Antibióticos isolados para o tratamento da apendicite não complicada podem ser bem sucedidos em determinados pacientes que desejam evitar a cirurgia e que aceitam o risco de até 39% de recorrência.[80][85]​​ Nesses casos, recomenda-se que o diagnóstico de apendicite não complicada seja confirmado por um exame de imagem, e que as expectativas do paciente sejam administradas por um processo de tomada de decisão compartilhada.[7]​​[81][82][83]

Neste cenário, recomendam-se antibióticos de amplo espectro. Os esquemas recomendados são os mesmos da apresentação não complicada (ver acima).

Uma abordagem baseada apenas em antibióticos não é recomendada para pacientes gestantes ou se houver presença de apendicolito.[2][7][95]

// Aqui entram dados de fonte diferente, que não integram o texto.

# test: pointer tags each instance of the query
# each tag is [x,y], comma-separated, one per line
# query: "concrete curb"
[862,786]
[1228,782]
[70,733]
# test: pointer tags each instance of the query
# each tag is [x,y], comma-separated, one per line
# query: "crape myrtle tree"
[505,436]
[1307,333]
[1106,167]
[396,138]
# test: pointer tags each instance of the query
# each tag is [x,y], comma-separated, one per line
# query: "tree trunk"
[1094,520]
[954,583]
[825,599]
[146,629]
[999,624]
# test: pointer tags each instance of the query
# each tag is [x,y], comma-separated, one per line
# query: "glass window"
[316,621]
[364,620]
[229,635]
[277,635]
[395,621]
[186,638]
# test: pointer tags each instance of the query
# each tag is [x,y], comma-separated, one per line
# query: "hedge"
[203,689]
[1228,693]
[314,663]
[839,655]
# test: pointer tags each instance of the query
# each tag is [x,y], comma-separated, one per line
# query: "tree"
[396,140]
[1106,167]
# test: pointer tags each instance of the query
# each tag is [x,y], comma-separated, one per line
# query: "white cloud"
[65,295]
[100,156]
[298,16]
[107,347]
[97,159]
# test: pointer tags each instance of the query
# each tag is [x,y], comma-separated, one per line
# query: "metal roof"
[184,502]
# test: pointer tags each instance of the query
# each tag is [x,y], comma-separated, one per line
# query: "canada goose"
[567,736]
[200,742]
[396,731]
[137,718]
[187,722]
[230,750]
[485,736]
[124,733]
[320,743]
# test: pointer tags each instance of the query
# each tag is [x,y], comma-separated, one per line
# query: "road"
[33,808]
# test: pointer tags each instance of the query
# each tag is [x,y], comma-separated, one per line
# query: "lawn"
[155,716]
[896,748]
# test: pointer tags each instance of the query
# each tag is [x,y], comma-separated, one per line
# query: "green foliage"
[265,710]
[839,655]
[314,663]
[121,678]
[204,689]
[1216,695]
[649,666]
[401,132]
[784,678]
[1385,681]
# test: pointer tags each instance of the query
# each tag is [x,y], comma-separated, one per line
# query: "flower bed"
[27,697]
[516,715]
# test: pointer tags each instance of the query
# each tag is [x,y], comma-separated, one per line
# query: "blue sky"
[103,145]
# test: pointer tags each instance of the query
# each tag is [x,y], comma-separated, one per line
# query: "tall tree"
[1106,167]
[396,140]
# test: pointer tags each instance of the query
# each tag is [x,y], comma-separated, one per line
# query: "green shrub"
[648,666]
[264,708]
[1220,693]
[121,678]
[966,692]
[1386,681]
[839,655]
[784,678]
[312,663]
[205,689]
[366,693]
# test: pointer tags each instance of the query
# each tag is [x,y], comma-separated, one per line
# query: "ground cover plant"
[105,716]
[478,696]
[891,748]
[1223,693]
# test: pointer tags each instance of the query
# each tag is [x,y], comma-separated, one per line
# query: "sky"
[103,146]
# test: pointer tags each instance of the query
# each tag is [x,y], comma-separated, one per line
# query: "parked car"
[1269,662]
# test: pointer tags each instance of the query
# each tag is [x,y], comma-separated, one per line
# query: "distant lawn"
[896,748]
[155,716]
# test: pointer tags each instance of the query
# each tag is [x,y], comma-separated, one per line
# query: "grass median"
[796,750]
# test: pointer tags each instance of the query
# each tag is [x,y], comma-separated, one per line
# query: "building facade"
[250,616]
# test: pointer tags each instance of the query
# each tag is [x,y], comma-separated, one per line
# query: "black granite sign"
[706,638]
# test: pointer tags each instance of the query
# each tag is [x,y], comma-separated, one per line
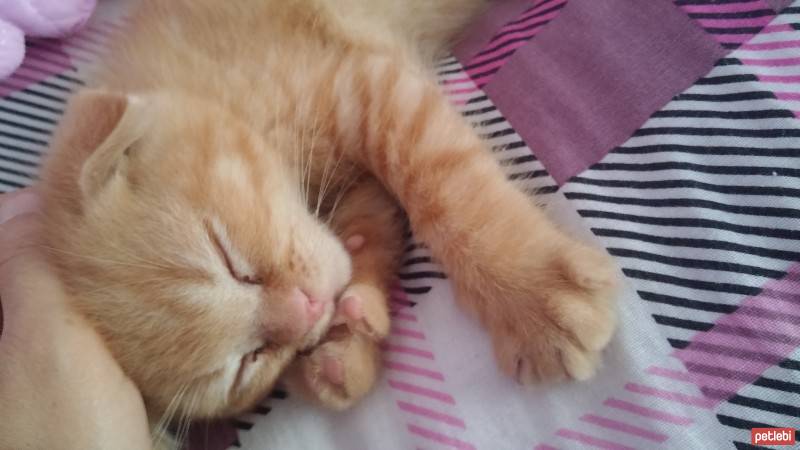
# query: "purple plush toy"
[41,18]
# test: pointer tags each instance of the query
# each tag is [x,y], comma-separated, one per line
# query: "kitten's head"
[184,238]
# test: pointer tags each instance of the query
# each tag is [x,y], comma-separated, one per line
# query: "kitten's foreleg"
[345,366]
[544,297]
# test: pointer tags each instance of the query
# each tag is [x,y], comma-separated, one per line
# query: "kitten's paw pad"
[341,371]
[557,328]
[363,308]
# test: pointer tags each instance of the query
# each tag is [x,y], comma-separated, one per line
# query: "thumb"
[19,236]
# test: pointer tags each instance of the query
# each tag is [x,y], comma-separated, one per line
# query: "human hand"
[60,387]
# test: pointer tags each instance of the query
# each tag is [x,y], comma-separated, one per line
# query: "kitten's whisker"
[149,266]
[342,192]
[185,419]
[161,431]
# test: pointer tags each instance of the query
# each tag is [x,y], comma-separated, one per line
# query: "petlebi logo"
[772,436]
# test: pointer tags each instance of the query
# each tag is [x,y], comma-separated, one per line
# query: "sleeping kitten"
[224,203]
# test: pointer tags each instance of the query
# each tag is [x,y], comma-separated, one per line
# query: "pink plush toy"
[41,18]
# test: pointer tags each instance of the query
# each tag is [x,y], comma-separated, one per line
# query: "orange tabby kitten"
[224,204]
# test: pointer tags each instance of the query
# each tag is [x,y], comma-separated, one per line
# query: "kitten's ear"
[104,125]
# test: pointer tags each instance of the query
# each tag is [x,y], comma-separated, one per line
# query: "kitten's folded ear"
[103,126]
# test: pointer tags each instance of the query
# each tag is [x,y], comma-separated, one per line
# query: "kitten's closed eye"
[239,274]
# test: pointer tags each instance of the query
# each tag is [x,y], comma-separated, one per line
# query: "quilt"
[666,132]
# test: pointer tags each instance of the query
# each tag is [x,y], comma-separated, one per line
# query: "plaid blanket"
[666,132]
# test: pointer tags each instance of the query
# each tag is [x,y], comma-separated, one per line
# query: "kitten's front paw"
[559,320]
[344,368]
[339,372]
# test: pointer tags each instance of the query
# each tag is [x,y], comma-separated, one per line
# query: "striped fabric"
[667,132]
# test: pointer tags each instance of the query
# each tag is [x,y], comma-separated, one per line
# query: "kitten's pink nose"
[301,313]
[310,307]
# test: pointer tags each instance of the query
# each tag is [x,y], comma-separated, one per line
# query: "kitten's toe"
[339,372]
[557,331]
[363,308]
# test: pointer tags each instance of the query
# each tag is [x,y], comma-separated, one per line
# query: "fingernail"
[18,204]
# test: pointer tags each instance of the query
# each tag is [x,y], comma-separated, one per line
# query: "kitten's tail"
[433,25]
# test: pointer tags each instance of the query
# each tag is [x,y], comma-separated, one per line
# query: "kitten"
[201,193]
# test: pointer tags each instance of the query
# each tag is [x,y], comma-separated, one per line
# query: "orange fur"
[230,142]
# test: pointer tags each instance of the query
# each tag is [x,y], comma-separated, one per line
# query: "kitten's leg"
[345,366]
[544,297]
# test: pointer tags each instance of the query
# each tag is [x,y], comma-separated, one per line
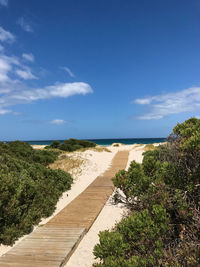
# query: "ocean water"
[107,142]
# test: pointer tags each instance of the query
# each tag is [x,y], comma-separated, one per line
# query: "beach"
[93,162]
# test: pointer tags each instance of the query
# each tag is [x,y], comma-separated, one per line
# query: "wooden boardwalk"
[53,244]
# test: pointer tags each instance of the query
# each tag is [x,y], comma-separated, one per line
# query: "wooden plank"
[53,244]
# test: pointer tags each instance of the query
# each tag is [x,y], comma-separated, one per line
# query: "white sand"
[108,217]
[96,164]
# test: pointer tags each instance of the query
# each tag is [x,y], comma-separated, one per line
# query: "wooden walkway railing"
[53,244]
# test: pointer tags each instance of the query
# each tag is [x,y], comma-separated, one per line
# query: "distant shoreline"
[107,142]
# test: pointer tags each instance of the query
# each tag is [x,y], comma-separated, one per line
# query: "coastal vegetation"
[29,190]
[163,198]
[71,145]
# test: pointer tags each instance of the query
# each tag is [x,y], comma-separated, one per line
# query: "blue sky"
[97,68]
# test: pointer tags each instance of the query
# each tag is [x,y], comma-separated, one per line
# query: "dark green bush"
[163,196]
[28,190]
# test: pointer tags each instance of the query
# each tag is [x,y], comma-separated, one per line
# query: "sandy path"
[95,164]
[108,217]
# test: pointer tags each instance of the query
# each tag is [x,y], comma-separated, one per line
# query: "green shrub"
[163,197]
[28,190]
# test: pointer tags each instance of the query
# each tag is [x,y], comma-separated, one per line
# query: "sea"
[107,142]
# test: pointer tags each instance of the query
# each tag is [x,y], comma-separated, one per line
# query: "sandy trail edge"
[95,164]
[108,217]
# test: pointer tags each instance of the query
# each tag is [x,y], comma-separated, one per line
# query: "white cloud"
[58,90]
[25,74]
[6,65]
[6,36]
[71,74]
[172,103]
[57,122]
[28,57]
[16,95]
[14,90]
[24,25]
[4,2]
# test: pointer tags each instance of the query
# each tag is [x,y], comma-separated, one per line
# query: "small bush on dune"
[163,197]
[28,190]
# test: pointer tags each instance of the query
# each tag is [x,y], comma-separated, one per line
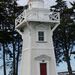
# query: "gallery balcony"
[41,15]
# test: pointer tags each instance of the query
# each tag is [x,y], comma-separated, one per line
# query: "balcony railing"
[37,16]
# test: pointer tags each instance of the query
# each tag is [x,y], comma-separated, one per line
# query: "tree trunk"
[69,67]
[14,58]
[4,64]
[17,60]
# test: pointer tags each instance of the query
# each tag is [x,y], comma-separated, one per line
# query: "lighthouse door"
[43,68]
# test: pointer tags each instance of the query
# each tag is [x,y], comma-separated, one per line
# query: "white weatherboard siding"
[33,20]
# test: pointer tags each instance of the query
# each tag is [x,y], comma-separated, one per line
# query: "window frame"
[41,36]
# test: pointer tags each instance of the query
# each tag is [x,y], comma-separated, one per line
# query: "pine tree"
[64,35]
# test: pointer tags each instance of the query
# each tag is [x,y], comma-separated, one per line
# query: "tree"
[8,36]
[64,35]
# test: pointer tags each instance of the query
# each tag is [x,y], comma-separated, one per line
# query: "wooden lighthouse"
[36,25]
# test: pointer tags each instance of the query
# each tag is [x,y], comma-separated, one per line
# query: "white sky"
[48,3]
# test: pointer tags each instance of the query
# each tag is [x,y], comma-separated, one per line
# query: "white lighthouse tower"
[36,25]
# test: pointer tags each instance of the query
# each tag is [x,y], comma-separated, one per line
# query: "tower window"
[40,36]
[43,69]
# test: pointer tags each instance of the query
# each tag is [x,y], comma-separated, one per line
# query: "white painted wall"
[33,49]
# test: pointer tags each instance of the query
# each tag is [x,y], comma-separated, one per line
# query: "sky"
[48,3]
[62,66]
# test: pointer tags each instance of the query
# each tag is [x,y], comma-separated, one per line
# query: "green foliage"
[64,35]
[10,40]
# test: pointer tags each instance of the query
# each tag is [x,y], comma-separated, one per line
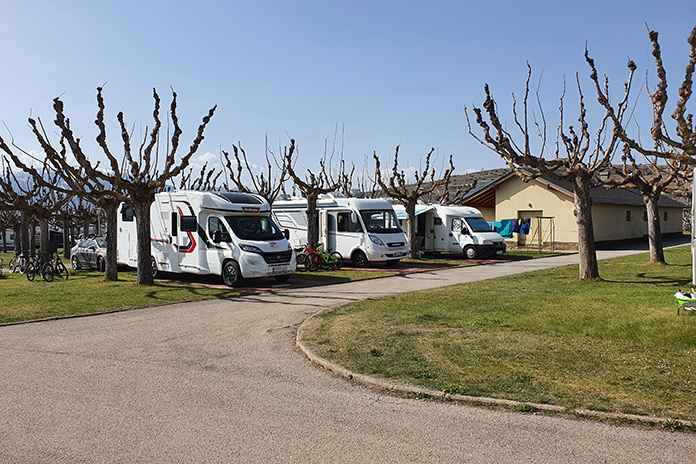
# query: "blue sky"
[387,72]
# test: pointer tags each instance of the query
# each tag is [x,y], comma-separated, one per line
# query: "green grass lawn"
[614,345]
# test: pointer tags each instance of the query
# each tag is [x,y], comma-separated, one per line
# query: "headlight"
[251,249]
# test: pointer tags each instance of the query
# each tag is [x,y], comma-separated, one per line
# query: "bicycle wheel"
[312,263]
[61,271]
[338,261]
[47,272]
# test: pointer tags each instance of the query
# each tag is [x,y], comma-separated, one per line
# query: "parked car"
[90,252]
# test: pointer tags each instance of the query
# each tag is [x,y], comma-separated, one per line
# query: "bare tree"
[678,152]
[269,184]
[406,193]
[313,185]
[577,157]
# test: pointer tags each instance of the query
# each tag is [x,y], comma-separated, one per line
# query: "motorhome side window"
[346,224]
[216,226]
[127,213]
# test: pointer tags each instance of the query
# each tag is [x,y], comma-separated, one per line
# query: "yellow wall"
[514,196]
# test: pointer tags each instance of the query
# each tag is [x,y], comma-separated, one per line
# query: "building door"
[532,238]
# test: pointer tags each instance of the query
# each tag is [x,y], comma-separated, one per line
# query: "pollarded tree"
[311,186]
[142,178]
[677,152]
[576,158]
[407,193]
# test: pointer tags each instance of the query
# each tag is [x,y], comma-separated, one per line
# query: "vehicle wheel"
[154,266]
[470,252]
[231,275]
[336,265]
[62,271]
[359,259]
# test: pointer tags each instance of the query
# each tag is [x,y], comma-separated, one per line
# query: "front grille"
[277,257]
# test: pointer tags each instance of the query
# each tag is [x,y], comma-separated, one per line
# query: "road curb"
[520,406]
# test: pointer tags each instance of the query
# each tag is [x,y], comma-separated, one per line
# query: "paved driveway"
[220,381]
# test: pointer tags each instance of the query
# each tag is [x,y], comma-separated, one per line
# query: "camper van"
[362,230]
[230,234]
[454,229]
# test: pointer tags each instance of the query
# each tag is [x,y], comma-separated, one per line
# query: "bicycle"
[319,258]
[56,266]
[34,268]
[18,263]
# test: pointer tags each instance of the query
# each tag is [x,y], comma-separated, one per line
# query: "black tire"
[61,271]
[359,258]
[231,274]
[312,263]
[470,252]
[336,265]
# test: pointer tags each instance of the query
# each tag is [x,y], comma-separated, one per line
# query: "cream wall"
[514,195]
[609,220]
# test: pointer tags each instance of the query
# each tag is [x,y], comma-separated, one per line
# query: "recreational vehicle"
[454,229]
[230,234]
[362,230]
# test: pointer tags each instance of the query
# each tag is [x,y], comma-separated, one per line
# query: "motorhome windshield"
[254,228]
[382,221]
[478,225]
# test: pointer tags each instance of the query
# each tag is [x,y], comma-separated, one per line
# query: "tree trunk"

Apendicectomia laparoscópica ambulatorial

Alguns pacientes podem receber alta com segurança após uma apendicectomia laparoscópica sem internação hospitalar.[125]​ Esta abordagem ambulatorial é adequada para os pacientes com apendicite não complicada, desde que uma via ambulatorial com protocolos do programa ERAS (Enhanced Recovery After Surgery) bem definidos e as informações/consentimento do paciente estejam localmente estabelecidos.[7] A implementação do ERAS após a apendicectomia laparoscópica tem taxas similares de morbidade e reinternação, comparada com a assistência convencional.[126] Seus potenciais benefícios incluem recuperação mais rápida após a cirurgia e menores custos hospitalares e sociais.[7]